Свинцово-серый день на исходе февраля, ни снегопада, ни ветра. Они шагали через белые поля, отлого поднимавшиеся к лесу. Сиротливым одиночеством веяло от этих зимних полей, оцепенелых, однообразных, пустынных – ни деревца окрест, ни дома. Они шагали по скрипучему снегу, лесничий впереди, Штольц в двух шагах позади него. На плече у каждого висело ружье. Когда лесничий протянул ему ружье, Штольц сперва хотел было отказаться, но сообразил, что выставит себя на посмешище, и молча взял оружие.

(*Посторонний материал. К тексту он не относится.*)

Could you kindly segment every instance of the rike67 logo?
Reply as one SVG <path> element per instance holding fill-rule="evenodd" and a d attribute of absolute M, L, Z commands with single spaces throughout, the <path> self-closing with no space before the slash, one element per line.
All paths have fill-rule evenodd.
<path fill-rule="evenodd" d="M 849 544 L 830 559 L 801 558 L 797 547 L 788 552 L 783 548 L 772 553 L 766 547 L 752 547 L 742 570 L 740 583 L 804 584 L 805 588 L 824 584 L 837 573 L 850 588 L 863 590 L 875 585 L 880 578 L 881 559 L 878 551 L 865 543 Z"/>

«А ведь я ни разу не бывал в этом лесу, только до опушки доходил», – подумал Штольц.

И вот они в лесу. Тишина здесь была не такая, как в чистом поле. Здешняя тишина навевала мысль о соборе, и эта сосредоточенная, торжественная тишина тотчас завладела Штольцем. Они оба – незваные гости средь множества стволов, которые были тут хозяевами – огромными великанами. Стволы теснились со всех сторон, обступали тебя, готовые пуститься в пляс, если ты не прочь поддаться этакой иллюзии.

Темные деревья казались угрюмыми на фоне белизны лесной почвы, местами податливой и зыбкой, как студень, оттого что под снегом лежал ковер опавшей листвы, в которой ноги скользили и подворачивались, а местами твердой и голой. Чередование света и тени в зимнем лесу действовало на Штольца как резкие перепады жары и холода, глаза вскоре заболели, потом начали слезиться. На ходу он быстро согрелся и от холода, ударявшего в лицо, с удвоенной силой ощущал этот внутренний жар.